Site Reliability Engineer
Fully Remote (UK Only)
£60,000 – £65,000
We’re working with a fast-growing online retailer that’s hiring its first-ever SRE.
This is your chance to take full ownership of reliability across a high-traffic, customer-facing platform – setting the standards, choosing the tools, and building everything from scratch.
There are no legacy systems to untangle and no red tape.
You’ll work across the full stack – from infrastructure and automation to observability and incident response – with a direct line into the product, engineering, and security teams.

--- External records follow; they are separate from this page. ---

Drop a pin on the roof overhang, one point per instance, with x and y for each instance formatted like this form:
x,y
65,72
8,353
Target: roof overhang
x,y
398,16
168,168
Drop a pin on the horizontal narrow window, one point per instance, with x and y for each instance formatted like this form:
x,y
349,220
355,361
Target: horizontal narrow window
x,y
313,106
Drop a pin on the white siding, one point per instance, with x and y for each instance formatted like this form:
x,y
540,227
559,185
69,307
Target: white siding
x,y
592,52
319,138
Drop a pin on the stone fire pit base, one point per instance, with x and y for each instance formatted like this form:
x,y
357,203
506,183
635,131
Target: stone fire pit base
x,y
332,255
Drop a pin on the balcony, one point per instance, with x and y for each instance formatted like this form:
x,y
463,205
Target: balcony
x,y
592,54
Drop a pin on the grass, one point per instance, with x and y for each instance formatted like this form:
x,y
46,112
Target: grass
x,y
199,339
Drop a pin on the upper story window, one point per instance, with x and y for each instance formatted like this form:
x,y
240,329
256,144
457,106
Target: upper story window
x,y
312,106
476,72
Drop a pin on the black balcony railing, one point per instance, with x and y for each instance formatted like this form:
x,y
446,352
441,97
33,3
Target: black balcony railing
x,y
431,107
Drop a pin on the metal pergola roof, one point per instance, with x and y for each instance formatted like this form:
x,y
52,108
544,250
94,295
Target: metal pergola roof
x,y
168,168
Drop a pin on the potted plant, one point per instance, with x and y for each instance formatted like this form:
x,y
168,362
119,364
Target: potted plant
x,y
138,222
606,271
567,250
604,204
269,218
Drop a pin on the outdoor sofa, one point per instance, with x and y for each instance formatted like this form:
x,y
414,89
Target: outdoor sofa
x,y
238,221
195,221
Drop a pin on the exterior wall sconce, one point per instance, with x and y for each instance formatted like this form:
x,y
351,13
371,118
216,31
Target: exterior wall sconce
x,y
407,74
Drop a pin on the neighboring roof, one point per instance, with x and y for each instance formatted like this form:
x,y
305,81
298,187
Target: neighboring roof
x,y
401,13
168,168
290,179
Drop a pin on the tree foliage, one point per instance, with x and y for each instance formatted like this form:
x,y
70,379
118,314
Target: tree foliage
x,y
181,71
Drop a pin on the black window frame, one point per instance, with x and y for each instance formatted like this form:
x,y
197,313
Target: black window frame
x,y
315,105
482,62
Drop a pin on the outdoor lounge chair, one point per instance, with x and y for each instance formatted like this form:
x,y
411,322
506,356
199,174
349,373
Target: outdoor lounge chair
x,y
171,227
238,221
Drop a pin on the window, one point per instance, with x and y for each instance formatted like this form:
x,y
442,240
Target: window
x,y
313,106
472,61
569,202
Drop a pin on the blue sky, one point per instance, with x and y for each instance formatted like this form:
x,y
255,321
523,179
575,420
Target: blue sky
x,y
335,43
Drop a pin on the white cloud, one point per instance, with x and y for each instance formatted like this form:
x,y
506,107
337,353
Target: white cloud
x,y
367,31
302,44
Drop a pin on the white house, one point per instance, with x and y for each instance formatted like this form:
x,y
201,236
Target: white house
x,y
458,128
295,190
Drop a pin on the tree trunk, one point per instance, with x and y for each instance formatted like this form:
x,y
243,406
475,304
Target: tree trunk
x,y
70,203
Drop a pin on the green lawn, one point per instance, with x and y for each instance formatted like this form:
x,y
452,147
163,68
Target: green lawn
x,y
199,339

The business is investing heavily in performance, uptime, and scalability. SRE is a key part of that strategy.
Tech stack includes:
AWS, Azure, Docker, Kubernetes, Prometheus, Grafana, Linux, and Cloudflare – but there’s full freedom to bring in new ideas and better tools if they help.
What you'll be doing:
* Designing and building reliable infrastructure
* Automating deployment and scaling
* Improving observability and response times
* Leading incident management and root cause analysis
* Helping dev teams ship faster, with fewer issues
What they’re looking for:
* Solid experience with cloud platforms (AWS or Azure)
* Strong with containers and orchestration (Docker, Kubernetes)
* Good knowledge of monitoring and observability (Prometheus, Grafana, etc.)
* Strong Linux background
* Bonus: experience with Cloudflare or web security
Flat structure. No micromanagement. Just a smart team, moving fast, and building things that scale.